Thankfully, I didn’t have malaria — it was probably a stomach virus. Several people I’d been traveling with got something similar. But it was scary. I plan on returning to Uganda for future research, and I certainly will be more careful with the bugs next time. Just in case. No reason to tempt fate.

I’ve always thought of malaria as mainly a travel-related illness. And these days, it is. Interestingly though, I learned in our lecture about how much of the United States was affected by malaria even into the 1940s in several Southeastern states. This was such a big deal that the U.S. government worked with Walt Disney studios to bring back the Seven Dwarves in 1943 to teach people how to knock out mosquitoes, the vectors that transmit malaria. The short film was called “The Winged Scourge,” and I found it on YouTube after hearing it briefly mentioned in our lecture. I couldn’t resist sharing the video (see the top of the page). It’s just under 10 minutes, and it’s hilarious. You’ve got the booming, ominous voice warning you of the winged villain. And then you’ve got the beloved dwarves doing their best to exterminate the critters, and of course getting into mischief along the way.
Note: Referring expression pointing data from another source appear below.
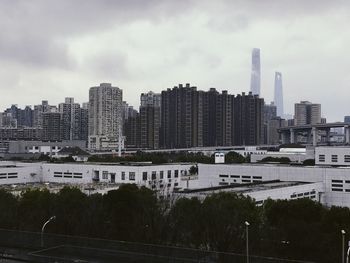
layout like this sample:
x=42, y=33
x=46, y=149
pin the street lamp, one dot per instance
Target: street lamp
x=43, y=229
x=343, y=246
x=247, y=240
x=347, y=253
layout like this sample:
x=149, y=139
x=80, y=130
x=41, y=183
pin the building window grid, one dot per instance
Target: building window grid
x=347, y=158
x=334, y=158
x=321, y=158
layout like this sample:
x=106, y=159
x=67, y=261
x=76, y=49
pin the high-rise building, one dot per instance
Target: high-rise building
x=248, y=119
x=217, y=118
x=52, y=126
x=306, y=112
x=255, y=74
x=180, y=117
x=39, y=110
x=272, y=134
x=150, y=120
x=270, y=113
x=84, y=121
x=132, y=130
x=278, y=98
x=71, y=119
x=105, y=117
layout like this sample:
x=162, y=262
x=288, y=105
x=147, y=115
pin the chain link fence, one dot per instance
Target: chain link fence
x=34, y=247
Some of the advice still holds, like eliminating standing water to get rid of places for mosquitoes to lay their eggs. Though I’d guess there are other methods to try before you lay down an oil slick on ponds to asphyxiate the larvae swimming below. Not too good for the rest of the environment.

It’s a piece of history — of public health history, and of cartoon history. As a socially conscious future physician who was raised on Disney movies, what more could you ask?